Working with variables in data analysis always drives the question: How are the variables dependent, linked, and varying against each other? Covariance and Correlation measures aid in establishing this.

Covariance brings about the variation across variables. We use covariance to measure how much two variables change with each other. Correlation reveals the relation between the variables. We use correlation to determine how strongly linked two variables are to each other.

In this article, we'll learn how to calculate the covariance and correlation in Python.

Both covariance and correlation are about the relationship between the variables. Covariance defines the *directional association* between the variables. Covariance values range from *-inf* to *+inf* where a positive value denotes that both the variables move in the same direction and a negative value denotes that both the variables move in opposite directions.

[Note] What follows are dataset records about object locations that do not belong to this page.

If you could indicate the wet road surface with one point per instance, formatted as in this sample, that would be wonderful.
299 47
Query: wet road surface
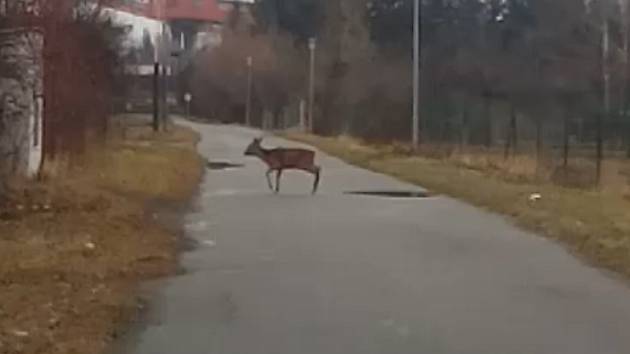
340 273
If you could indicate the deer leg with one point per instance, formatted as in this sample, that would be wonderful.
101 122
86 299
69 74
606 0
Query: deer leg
278 176
317 172
269 171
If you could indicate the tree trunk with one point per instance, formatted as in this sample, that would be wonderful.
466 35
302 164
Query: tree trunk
510 141
463 136
565 150
539 143
488 120
606 97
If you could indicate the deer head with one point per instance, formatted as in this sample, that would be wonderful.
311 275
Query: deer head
254 149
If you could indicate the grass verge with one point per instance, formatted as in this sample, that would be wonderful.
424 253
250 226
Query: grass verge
74 248
594 224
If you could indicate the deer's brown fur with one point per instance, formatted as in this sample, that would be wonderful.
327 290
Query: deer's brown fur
280 159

Correlation is a standardized statistical measure that expresses the extent to which two variables are linearly related (meaning how much they change together at a constant rate). The *strength and directional association* of the relationship between two variables are defined by correlation and it ranges from -1 to +1. Similar to covariance, a positive value denotes that both variables move in the same direction whereas a negative value tells us that they move in opposite directions.

Both covariance and correlation are vital tools used in data exploration for feature selection and multivariate analyses. For example, an investor looking to spread the risk of a portfolio might look for stocks with a high covariance, as it suggests that their prices move up at the same time. However, a similar movement is not enough on its own. The investor would then use the correlation metric to determine how strongly linked those stock prices are to each other.